Figure 3. Presynaptic OTRs are required for sCPP

a,e,i Experimental time course for (a) sham, (e) NAc-AAV-Cre-eGFP, and (i) NAc-RbV-Cre-eGFP injections. b,c,f,g,j,k, Individual (top) and average (bottom) responses in WT (b,f,j), versus cOTR (c,g,k) animals receiving sham (b,c), NAc-AAV-Cre-eGFP (f,g), or NAc-RbV-Cre-eGFP (j,k). WT animals, as well as sham and NAc-AAV-Cre-eGFP injected cOTR animals, but not cOTR animals injected with NAc-RbV-Cre-eGFP, spend more time in social bedding cue following conditioning (sham WT, n = 15, cOTR, n = 8; NAc-AAV-Cre-eGFP WT, n = 15, cOTR, n = 19; NAc-RbV-Cre-eGFP WT, n = 14, cOTR, n = 22). d,h,l, Comparisons between WT and cOTR animals reveal normal sCPP in sham and NAc-AAV-Cre-eGFP injected animals, while in NAc-RbV-Cre-eGFP injected animals sCPP is significantly decreased in cOTR versus WT controls. Summary data are presented as mean ± s.e.m (*p<0.05, Student’s t-test).

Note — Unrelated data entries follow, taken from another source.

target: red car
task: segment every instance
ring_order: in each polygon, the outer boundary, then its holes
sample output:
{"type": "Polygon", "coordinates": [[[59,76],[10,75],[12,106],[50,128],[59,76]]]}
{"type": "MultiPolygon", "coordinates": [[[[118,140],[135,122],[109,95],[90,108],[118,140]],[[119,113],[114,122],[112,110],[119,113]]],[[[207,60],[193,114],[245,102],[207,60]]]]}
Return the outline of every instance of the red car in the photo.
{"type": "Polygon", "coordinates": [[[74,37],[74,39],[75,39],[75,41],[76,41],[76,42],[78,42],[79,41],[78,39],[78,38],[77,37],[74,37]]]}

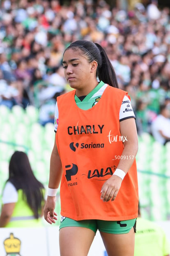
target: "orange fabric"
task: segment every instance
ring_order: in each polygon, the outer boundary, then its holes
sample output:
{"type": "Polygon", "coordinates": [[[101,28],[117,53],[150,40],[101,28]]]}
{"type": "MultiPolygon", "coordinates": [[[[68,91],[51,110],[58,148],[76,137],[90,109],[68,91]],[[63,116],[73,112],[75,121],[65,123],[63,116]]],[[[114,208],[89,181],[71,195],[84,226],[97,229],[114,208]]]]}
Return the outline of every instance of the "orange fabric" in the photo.
{"type": "Polygon", "coordinates": [[[136,218],[138,187],[135,160],[115,200],[104,202],[100,199],[103,184],[119,161],[113,158],[120,156],[123,150],[119,112],[127,93],[108,86],[97,104],[85,110],[76,106],[75,93],[72,91],[57,99],[56,143],[63,170],[61,214],[75,220],[136,218]]]}

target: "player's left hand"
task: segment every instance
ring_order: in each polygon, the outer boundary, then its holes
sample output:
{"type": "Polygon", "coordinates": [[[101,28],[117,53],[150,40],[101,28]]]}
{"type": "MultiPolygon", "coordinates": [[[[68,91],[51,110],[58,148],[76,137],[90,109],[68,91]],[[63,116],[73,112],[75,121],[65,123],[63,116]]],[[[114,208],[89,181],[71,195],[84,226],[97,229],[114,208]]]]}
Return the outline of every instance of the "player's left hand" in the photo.
{"type": "Polygon", "coordinates": [[[103,184],[101,190],[101,199],[103,202],[114,201],[120,189],[122,179],[117,175],[112,175],[103,184]]]}

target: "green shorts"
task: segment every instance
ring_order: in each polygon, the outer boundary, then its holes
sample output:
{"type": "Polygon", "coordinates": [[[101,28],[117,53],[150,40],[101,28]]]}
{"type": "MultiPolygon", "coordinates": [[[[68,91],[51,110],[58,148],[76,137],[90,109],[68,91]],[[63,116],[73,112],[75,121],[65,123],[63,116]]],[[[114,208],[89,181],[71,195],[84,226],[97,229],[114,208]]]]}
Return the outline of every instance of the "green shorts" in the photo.
{"type": "Polygon", "coordinates": [[[74,221],[67,217],[62,216],[59,228],[66,227],[81,227],[90,228],[96,233],[97,230],[102,232],[110,234],[129,233],[133,227],[136,232],[136,218],[127,221],[109,221],[100,220],[84,220],[74,221]]]}

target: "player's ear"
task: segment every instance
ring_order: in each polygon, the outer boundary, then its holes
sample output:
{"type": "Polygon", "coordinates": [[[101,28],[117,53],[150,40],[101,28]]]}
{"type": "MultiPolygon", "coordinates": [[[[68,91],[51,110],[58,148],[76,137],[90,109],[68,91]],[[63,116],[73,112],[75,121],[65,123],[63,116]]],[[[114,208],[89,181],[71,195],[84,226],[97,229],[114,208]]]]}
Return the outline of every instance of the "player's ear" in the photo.
{"type": "Polygon", "coordinates": [[[97,68],[97,62],[96,61],[93,61],[91,63],[91,73],[93,73],[94,71],[95,71],[97,68]]]}

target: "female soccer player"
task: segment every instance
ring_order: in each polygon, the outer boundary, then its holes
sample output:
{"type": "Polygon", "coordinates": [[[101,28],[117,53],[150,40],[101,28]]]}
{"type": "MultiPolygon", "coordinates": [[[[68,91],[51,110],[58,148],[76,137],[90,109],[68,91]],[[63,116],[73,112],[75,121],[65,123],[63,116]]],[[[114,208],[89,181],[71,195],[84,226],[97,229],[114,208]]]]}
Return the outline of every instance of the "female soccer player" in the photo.
{"type": "Polygon", "coordinates": [[[62,63],[74,89],[57,99],[44,218],[57,219],[61,181],[60,255],[87,256],[98,230],[109,256],[133,256],[138,143],[130,97],[99,44],[72,43],[62,63]]]}

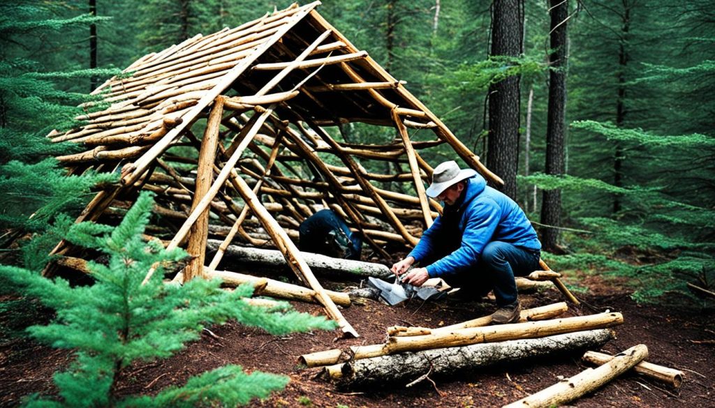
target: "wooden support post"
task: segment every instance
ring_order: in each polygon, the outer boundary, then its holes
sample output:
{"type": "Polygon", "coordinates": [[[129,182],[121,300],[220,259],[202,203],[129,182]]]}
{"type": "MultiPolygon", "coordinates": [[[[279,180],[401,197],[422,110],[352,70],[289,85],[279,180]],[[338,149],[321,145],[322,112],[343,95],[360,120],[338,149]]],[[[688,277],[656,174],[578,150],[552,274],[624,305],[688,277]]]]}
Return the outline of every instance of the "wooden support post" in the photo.
{"type": "MultiPolygon", "coordinates": [[[[196,174],[196,186],[194,188],[194,200],[192,211],[196,209],[204,195],[209,191],[214,178],[214,161],[218,147],[219,129],[223,115],[223,96],[219,96],[209,114],[206,131],[201,141],[199,152],[199,165],[196,174]]],[[[187,265],[184,282],[189,282],[196,277],[204,277],[204,259],[206,258],[206,240],[209,234],[209,209],[207,208],[197,217],[189,233],[187,252],[192,259],[187,265]]],[[[183,283],[183,282],[182,282],[183,283]]]]}
{"type": "Polygon", "coordinates": [[[392,115],[393,120],[395,121],[395,126],[397,126],[400,136],[403,139],[407,157],[410,161],[410,170],[412,171],[412,176],[415,181],[415,191],[417,191],[417,196],[420,199],[420,206],[422,207],[422,213],[425,216],[425,229],[426,229],[432,227],[432,212],[430,211],[430,204],[427,201],[425,184],[423,183],[422,177],[420,176],[420,166],[417,163],[417,156],[412,146],[412,143],[410,141],[410,136],[407,134],[407,128],[405,127],[405,124],[400,119],[395,109],[392,110],[392,115]]]}
{"type": "MultiPolygon", "coordinates": [[[[265,121],[266,118],[267,118],[270,115],[271,112],[273,111],[274,106],[274,105],[271,105],[268,109],[265,110],[260,114],[258,120],[257,120],[256,123],[253,124],[253,126],[252,126],[251,129],[247,132],[244,139],[241,141],[241,143],[234,151],[233,154],[224,164],[223,168],[221,169],[221,172],[219,173],[219,175],[216,177],[216,180],[211,185],[211,188],[209,189],[206,194],[204,195],[199,203],[196,205],[196,207],[193,211],[192,211],[191,214],[189,214],[189,217],[187,218],[184,224],[182,225],[180,229],[179,229],[179,232],[177,232],[174,239],[172,239],[171,242],[169,243],[169,245],[167,246],[167,249],[173,249],[174,248],[176,248],[179,245],[179,243],[184,240],[184,238],[186,237],[187,234],[188,234],[191,227],[194,222],[196,222],[196,220],[199,218],[199,215],[204,212],[204,210],[208,208],[211,201],[213,201],[214,197],[216,196],[219,190],[223,186],[224,183],[226,182],[226,179],[228,179],[229,174],[231,173],[231,171],[233,170],[233,168],[238,161],[238,159],[240,158],[241,154],[243,154],[243,151],[245,149],[246,146],[249,144],[249,142],[250,142],[251,139],[258,131],[258,129],[260,129],[261,125],[262,125],[263,122],[265,121]]],[[[154,268],[149,270],[149,272],[147,273],[147,277],[144,279],[143,283],[149,281],[149,278],[151,278],[152,275],[154,274],[154,268]]],[[[177,276],[174,277],[175,282],[181,282],[179,279],[182,279],[183,277],[182,277],[180,274],[177,274],[177,276]]]]}
{"type": "Polygon", "coordinates": [[[597,389],[647,357],[648,347],[645,344],[633,346],[597,369],[589,368],[502,408],[548,408],[566,404],[597,389]]]}
{"type": "MultiPolygon", "coordinates": [[[[265,171],[264,171],[264,177],[268,176],[270,174],[271,168],[273,166],[273,164],[275,162],[275,158],[278,155],[278,149],[280,146],[280,139],[282,136],[280,135],[276,138],[275,143],[273,145],[273,148],[270,152],[270,156],[268,159],[268,164],[266,165],[265,171]]],[[[256,182],[256,185],[253,187],[253,192],[258,192],[261,186],[263,185],[263,179],[260,179],[256,182]]],[[[243,223],[243,221],[246,219],[246,217],[248,215],[248,206],[244,206],[243,209],[241,210],[241,214],[239,214],[238,218],[236,219],[236,222],[234,223],[233,227],[231,227],[231,230],[229,232],[228,235],[224,239],[221,245],[219,246],[218,249],[216,251],[216,254],[214,255],[213,259],[211,260],[211,263],[209,264],[208,269],[209,271],[213,271],[219,265],[219,262],[221,262],[221,258],[223,257],[224,254],[226,252],[226,249],[231,244],[233,240],[233,237],[236,236],[236,233],[238,232],[238,229],[243,223]]]]}

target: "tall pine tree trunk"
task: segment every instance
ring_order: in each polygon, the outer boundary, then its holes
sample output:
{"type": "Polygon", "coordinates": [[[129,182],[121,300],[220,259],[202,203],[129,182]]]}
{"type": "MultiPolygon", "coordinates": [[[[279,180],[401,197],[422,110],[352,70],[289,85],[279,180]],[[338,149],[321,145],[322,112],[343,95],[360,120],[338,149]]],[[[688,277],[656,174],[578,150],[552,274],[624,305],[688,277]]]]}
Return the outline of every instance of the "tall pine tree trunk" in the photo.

Figure 4. OTRs in dRph inputs to NAc are required for sCPP and OT-LTD

a, Experimental time course of dRph-AAV-Cre-eGFP injections in sCPP. b,c Individual (top) and average (bottom) comparisons reveal that dRph-AAV-Cre-eGFP injected WT (b), but not cOTR (c) animals spend significantly more time in the social bedding cue following conditioning (WT, n = 14, cOTR, n = 10). d, Comparisons between dRph-AAV-Cre-eGFP injected groups reveal significantly decreased sCPP in cOTR animals compared to WT controls. e-g, Representative traces (e), summary time course (f) and average post-treatment magnitude comparisons (g) reveal absence of OT-LTD in EPSCs recorded from AAV-Cre-eGFP dRph injected cOTR KO versus pooled WT control animals (dRph-AAV-Cre-eGFP injected cOTR, n = 6 cells; pooled WT control, n = 30 cells). Summary data are presented as mean ± s.e.m (*p<0.05, Student’s t-test).

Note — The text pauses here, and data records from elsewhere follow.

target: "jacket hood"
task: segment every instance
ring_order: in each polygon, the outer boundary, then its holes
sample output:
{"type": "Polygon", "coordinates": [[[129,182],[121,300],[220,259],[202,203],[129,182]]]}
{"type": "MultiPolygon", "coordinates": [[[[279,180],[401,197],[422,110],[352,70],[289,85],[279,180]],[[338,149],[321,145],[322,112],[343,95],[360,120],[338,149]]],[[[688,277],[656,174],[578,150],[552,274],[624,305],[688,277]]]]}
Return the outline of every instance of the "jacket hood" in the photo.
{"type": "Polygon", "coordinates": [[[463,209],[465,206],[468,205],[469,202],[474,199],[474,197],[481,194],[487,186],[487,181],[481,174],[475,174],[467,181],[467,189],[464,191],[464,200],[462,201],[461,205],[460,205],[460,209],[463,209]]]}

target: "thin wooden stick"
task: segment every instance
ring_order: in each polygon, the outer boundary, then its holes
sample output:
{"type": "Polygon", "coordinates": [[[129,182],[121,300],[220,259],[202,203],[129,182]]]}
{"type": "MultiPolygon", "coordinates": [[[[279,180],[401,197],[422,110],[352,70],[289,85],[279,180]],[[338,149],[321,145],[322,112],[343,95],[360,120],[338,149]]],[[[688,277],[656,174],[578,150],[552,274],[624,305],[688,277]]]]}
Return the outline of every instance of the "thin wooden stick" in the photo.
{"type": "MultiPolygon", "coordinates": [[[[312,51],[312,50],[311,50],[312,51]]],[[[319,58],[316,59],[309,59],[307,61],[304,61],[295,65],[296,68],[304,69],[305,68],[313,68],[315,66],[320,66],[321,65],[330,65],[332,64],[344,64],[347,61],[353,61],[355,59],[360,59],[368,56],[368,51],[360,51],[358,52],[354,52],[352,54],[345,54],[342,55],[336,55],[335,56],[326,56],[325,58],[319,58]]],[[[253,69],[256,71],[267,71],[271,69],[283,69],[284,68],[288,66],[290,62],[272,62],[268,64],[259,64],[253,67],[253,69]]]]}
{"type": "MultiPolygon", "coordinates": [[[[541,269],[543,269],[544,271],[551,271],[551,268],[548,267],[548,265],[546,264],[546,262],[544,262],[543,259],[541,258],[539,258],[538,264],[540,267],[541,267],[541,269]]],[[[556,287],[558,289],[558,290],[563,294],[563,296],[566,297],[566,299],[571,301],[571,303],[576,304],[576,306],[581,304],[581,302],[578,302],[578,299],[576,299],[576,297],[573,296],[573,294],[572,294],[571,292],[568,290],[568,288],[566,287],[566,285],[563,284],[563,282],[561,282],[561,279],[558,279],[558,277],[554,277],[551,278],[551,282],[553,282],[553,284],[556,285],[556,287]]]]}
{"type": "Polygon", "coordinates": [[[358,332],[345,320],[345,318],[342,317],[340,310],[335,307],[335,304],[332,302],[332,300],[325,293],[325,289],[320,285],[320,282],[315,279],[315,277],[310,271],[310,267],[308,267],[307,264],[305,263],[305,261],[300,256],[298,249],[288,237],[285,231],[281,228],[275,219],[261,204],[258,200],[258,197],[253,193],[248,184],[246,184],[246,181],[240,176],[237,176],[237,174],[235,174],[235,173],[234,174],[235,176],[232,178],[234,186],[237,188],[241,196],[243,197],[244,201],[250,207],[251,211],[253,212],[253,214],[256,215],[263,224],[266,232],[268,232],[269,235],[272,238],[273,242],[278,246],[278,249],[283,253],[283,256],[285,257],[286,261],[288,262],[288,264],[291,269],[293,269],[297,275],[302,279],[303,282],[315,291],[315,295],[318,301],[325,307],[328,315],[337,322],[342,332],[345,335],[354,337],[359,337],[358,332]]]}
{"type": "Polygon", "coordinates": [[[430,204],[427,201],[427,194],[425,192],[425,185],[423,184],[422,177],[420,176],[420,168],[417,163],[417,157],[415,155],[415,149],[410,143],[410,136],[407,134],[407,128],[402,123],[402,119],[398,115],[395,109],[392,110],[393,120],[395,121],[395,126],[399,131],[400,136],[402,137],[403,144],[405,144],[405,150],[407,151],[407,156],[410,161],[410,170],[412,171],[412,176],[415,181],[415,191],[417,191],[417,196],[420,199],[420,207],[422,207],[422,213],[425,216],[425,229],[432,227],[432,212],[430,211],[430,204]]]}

Figure 5. OT-LTD in NAc requires 5HT1b receptors

a-i, Representative traces (a,d,g), summary time course (b,e,h), and average post-treatment magnitude comparisons (c,f,i) reveal EPSC depression in 5HTR1b agonist (CP-93129 dihydrochloride) treated cells is not augmented by subsequent application of OT (a-c, n = 5 cells); OT-LTD is significantly reduced in cells pre-treated with the 5HTR1b-antagonist (NAS-181) (d-f, control, n = 7, 5HTR1b antagonist, n = 7 cells); CP-LTD is induced in slices in which OTRs are pharmacologically blocked (g-i, n = 5 cells). j-n Representative mEPSC traces (j), cumulative probability (k,l), and average (m,n) comparisons reveal mEPSC frequency (k,m), but not amplitude (l,n), is decreased in OT-treated cells versus cells treated with OT in the presence of NAS-181 (OT, n = 17 cells, OT + 5HTR1b-A, n = 17 cells). Summary data are presented as mean ± s.e.m (*p<0.05, Student’s t-test).

Figure 6. sCPP requires NAc 5HT1b receptors

a, Experimental time course of NAc reverse microdialysis. b,c, Individual (top) and average (bottom) responses in animals receiving NAc saline (b) versus 5HTR1b-A (c). Saline, but not 5HTR1b-A treated, animals spend more time in social bedding cue following conditioning (NAc saline, n = 20, NAc 5HTR1b-A, n = 26 animals). d, Comparisons between treatment groups reveal significantly decreased normalized and subtracted social preference in NAc 5HTR1b-A treated animals compared to saline controls. Summary data are presented as mean ± s.e.m (*p<0.05, Student’s t-test).